Veale et al. Atypical antipsychotic augmentation in SSRI treatment refractory obsessive-compulsive disorder: a systematic review and meta-analysis. BMC Psychiatry. 2014 Nov 29;14(1):317. PubMed PMID: 25432131
Why is this paper important?
- Obsessive-Compulsive Disorder (OCD) is a common condition and notoriously tends to have limited response to treatment.
- It is, therefore, crucial for clinicians treating OCD to know about second steps if there is nonresponse to treatment with a selective serotonin reuptake inhibitor (SSRI).
- Second-generation antipsychotics are used more often now than first-generation antipsychotics. It is important to know if they are efficacious for augmenting SSRIs in OCD.
- Antipsychotic augmentation of SSRIs has been recommended by various practice guidelines for use in cases of nonresponse to SSRIs in patients with OCD.
- The authors aimed to systematically review and conduct a meta-analysis on the efficacy of second-generation antipsychotics for this use.
- Randomized, double-blind clinical trials comparing a second-generation antipsychotic to a placebo were included.
- Only studies lasting at least four weeks and in adults were included.
- Only studies in which patients had failed to respond to an SSRI were included.
- A thorough search of multiple sources was conducted in order to not miss any clinical trial that met the inclusion criteria.
- The primary outcome measure in all these studies was the Yale-Brown Obsessive Compulsive Scale (Y-BOCS).
- Patients were included in these studies if they had a Y-BOCS score of 16 or more and had at least one adequate trial of a SSRI or clomipramine for at least eight weeks prior to randomization.
- Fourteen studies met the inclusion criteria: five each with risperidone and quetiapine, and two each with aripiprazole and olanzapine. (Note though that the total number of patients in these fourteen studies combined was only 493!)
- Patients given risperidone were three times more likely to respond than those given placebo.
- The two studies that compared addition of aripiprazole to addition of placebo had only 79 patients in all, but a statistically and clinically significant benefit of aripiprazole augmentation was found.
- Quetiapine titrated up to 400 mg/day was the highest dose of quetiapine used in any of the studies. There was no significant difference between addition of quetiapine or placebo to an SSRI.
- For olanzapine, a total of only 70 patients were treated in the two studies combined. There was no difference between addition of olanzapine versus addition of placebo.
- The authors recommend that augmentation with cognitive behavior therapy (CBT) should be tried first for patients who don’t respond to an SSRI.
- For patients who do not respond to two trials of an SSRI or CBT, low dose risperidone (0.5 mg) or low dose aripiprazole (10 mg/day or less) may be tried.

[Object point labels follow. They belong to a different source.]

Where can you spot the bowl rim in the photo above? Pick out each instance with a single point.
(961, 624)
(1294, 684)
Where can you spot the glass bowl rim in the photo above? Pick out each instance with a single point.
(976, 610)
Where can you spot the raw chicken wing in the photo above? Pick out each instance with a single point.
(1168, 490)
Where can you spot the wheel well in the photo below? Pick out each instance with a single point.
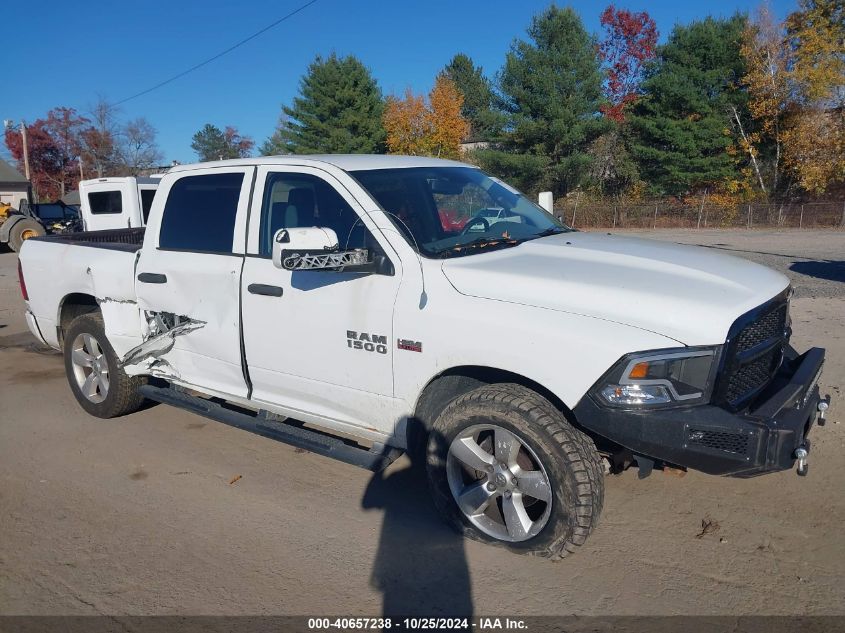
(73, 306)
(445, 387)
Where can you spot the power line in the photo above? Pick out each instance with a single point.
(218, 55)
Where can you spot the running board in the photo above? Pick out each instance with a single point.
(263, 423)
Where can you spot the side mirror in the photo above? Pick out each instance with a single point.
(316, 248)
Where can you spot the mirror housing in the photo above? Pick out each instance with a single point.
(316, 248)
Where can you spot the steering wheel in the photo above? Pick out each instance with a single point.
(472, 222)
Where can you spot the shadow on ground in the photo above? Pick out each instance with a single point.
(420, 567)
(821, 269)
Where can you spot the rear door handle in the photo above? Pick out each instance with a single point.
(264, 289)
(152, 278)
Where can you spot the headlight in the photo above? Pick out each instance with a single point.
(670, 377)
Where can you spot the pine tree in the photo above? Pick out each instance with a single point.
(552, 91)
(479, 99)
(682, 127)
(339, 110)
(212, 143)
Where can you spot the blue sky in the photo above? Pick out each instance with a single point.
(75, 51)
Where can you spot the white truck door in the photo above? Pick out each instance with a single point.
(319, 342)
(189, 274)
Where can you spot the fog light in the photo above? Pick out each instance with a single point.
(636, 394)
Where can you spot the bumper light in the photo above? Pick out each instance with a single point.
(627, 395)
(670, 377)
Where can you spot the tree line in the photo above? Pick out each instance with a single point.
(65, 147)
(734, 109)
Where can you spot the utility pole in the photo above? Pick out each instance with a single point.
(25, 150)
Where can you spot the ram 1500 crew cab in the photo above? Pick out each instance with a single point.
(521, 358)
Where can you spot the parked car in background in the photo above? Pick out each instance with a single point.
(35, 220)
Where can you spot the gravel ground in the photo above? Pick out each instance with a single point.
(813, 260)
(143, 515)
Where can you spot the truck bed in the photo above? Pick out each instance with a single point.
(128, 240)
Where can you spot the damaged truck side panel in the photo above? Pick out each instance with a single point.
(90, 277)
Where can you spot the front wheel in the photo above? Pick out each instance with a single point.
(506, 467)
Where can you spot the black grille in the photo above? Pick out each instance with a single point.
(719, 440)
(755, 353)
(748, 378)
(770, 325)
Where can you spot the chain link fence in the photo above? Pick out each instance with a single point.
(665, 214)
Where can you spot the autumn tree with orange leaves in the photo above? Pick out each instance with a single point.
(427, 127)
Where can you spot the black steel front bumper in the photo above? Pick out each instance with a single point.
(709, 438)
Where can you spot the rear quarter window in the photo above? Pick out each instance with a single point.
(200, 212)
(147, 196)
(105, 202)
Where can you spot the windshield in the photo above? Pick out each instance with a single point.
(456, 211)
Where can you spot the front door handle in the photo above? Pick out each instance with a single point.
(152, 278)
(264, 289)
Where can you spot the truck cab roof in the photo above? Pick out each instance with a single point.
(346, 162)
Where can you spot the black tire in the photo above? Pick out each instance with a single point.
(21, 231)
(122, 394)
(572, 466)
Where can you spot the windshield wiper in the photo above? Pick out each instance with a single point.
(478, 244)
(554, 230)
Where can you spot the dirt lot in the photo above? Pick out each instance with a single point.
(138, 515)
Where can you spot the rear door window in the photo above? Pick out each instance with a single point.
(200, 213)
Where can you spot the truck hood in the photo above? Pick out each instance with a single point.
(687, 293)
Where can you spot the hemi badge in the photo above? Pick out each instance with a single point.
(410, 346)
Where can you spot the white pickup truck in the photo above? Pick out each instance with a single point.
(526, 359)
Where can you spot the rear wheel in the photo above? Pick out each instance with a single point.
(23, 230)
(99, 384)
(506, 467)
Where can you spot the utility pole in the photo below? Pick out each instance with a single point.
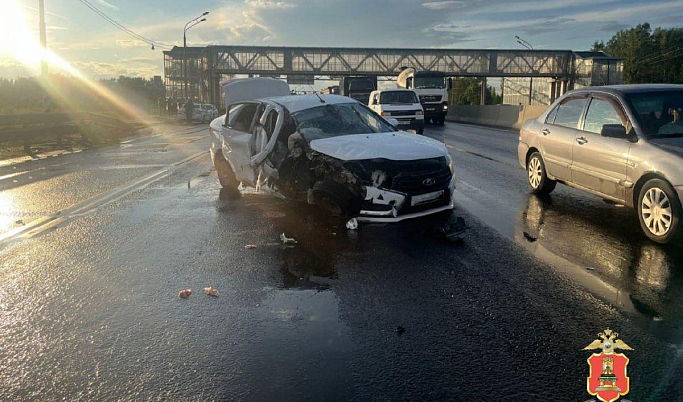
(43, 37)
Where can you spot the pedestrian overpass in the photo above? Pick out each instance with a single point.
(198, 71)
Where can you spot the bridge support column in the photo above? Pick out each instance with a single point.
(483, 91)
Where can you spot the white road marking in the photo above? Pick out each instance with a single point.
(86, 207)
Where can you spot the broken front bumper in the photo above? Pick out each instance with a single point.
(386, 206)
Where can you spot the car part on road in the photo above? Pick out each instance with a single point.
(537, 177)
(453, 232)
(352, 224)
(287, 240)
(659, 211)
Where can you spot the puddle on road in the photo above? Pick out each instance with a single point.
(600, 248)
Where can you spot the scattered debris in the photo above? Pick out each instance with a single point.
(453, 232)
(529, 237)
(287, 240)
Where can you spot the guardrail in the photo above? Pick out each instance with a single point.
(509, 116)
(27, 128)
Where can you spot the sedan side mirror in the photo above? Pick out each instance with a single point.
(614, 131)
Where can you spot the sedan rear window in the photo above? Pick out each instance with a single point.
(660, 113)
(339, 119)
(569, 113)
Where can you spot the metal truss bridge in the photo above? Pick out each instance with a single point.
(206, 66)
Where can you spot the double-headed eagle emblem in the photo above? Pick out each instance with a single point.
(608, 342)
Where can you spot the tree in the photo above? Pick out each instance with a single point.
(467, 91)
(649, 56)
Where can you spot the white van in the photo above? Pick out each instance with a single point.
(400, 104)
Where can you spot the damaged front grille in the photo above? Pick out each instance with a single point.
(418, 182)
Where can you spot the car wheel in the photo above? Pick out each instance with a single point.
(225, 174)
(537, 178)
(659, 211)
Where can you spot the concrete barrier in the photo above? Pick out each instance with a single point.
(508, 116)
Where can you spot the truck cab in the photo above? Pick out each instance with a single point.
(431, 88)
(400, 104)
(358, 87)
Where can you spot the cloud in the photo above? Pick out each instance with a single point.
(101, 69)
(445, 5)
(268, 4)
(130, 43)
(108, 5)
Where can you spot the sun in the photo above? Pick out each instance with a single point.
(19, 41)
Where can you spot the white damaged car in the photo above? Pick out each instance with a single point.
(330, 151)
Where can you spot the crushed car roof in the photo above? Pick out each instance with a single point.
(243, 89)
(295, 103)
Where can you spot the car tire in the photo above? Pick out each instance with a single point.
(226, 176)
(659, 211)
(537, 177)
(334, 198)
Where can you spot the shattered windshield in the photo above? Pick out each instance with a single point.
(660, 114)
(341, 119)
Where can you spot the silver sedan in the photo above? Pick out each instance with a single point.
(622, 143)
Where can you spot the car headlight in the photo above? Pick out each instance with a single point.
(449, 161)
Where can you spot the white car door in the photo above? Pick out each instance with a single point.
(238, 139)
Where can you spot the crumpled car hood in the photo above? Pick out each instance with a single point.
(398, 145)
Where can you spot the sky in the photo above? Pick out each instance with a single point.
(86, 41)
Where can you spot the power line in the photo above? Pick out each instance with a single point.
(122, 28)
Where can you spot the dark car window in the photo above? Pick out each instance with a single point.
(660, 113)
(339, 119)
(569, 113)
(241, 116)
(600, 112)
(551, 116)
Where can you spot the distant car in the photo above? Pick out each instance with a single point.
(209, 112)
(203, 112)
(623, 143)
(330, 151)
(400, 104)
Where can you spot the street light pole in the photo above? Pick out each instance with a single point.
(43, 37)
(185, 69)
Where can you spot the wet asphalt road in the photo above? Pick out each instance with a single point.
(89, 307)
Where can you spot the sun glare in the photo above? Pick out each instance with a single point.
(20, 42)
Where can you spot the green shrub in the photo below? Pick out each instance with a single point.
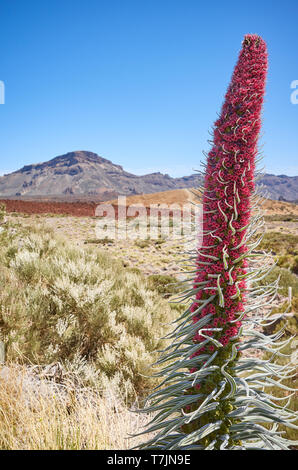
(280, 243)
(163, 284)
(65, 303)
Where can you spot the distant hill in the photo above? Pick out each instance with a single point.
(82, 174)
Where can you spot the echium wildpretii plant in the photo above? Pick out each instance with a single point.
(213, 396)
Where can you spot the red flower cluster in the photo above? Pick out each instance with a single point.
(228, 186)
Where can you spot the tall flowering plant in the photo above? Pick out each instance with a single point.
(213, 396)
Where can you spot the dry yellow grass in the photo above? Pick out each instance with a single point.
(41, 415)
(184, 196)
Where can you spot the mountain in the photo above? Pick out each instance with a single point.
(82, 174)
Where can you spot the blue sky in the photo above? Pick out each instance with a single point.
(138, 82)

- Efficacy of this augmentation should be assessed after four weeks. If it is efficacious, a risk-benefit analysis for continuing the treatment is recommended.
- As the authors acknowledge, the quality of the evidence for augmentation treatments in OCD reviewed in this paper is, on the whole, relatively poor.

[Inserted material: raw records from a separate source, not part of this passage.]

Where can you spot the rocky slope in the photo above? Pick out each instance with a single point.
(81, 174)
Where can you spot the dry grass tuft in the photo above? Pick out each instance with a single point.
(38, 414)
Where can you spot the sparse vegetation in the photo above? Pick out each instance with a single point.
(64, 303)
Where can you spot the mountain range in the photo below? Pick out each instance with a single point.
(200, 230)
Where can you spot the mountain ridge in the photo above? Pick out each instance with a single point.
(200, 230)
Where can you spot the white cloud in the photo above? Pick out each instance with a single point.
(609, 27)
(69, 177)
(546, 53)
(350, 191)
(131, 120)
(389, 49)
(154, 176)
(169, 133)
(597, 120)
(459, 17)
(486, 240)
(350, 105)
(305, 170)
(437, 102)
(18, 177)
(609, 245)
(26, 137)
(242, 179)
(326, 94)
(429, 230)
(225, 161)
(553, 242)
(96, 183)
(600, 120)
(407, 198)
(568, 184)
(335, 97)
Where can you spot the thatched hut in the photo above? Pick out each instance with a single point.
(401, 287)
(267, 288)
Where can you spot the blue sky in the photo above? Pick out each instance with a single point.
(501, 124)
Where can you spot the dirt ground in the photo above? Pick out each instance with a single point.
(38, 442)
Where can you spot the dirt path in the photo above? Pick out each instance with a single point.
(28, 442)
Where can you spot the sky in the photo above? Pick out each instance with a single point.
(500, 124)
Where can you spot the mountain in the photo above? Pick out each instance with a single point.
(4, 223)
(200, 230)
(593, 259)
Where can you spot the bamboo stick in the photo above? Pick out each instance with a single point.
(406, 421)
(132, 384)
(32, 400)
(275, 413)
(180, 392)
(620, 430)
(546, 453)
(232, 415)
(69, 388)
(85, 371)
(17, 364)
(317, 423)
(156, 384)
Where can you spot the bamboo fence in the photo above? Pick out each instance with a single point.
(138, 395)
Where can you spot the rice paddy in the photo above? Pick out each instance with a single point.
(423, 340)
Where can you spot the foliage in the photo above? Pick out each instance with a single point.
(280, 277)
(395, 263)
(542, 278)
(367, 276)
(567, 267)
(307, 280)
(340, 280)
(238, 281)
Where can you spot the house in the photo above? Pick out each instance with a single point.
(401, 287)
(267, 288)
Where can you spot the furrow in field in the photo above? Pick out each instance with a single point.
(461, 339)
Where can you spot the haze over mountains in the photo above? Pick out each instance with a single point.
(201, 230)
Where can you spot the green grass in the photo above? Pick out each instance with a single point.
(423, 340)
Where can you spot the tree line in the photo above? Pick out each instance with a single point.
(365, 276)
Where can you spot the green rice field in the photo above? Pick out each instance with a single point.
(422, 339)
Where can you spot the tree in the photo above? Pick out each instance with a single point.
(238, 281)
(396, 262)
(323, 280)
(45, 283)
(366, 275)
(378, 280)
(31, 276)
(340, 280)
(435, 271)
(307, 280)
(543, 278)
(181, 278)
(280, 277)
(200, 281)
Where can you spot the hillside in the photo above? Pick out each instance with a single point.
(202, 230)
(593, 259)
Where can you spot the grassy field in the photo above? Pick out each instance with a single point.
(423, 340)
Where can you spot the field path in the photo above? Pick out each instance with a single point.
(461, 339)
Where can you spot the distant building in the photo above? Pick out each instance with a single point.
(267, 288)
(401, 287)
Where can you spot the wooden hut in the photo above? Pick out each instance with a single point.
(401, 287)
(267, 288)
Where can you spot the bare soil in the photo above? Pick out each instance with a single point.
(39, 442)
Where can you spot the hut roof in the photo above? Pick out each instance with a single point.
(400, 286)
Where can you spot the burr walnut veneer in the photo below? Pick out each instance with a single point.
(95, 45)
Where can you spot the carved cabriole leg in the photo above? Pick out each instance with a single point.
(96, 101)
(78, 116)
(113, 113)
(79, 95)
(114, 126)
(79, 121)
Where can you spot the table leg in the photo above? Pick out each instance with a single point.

- However, given how difficult it can be to treat OCD, it is important for us to be aware of antipsychotic augmentation as a reasonable strategy when initial treatment fails.
- It seems possible that other second-generation antipsychotics may not be efficacious for this purpose. It seems best to not use them to augment SSRIs in OCD until and unless future studies demonstrate their efficacy.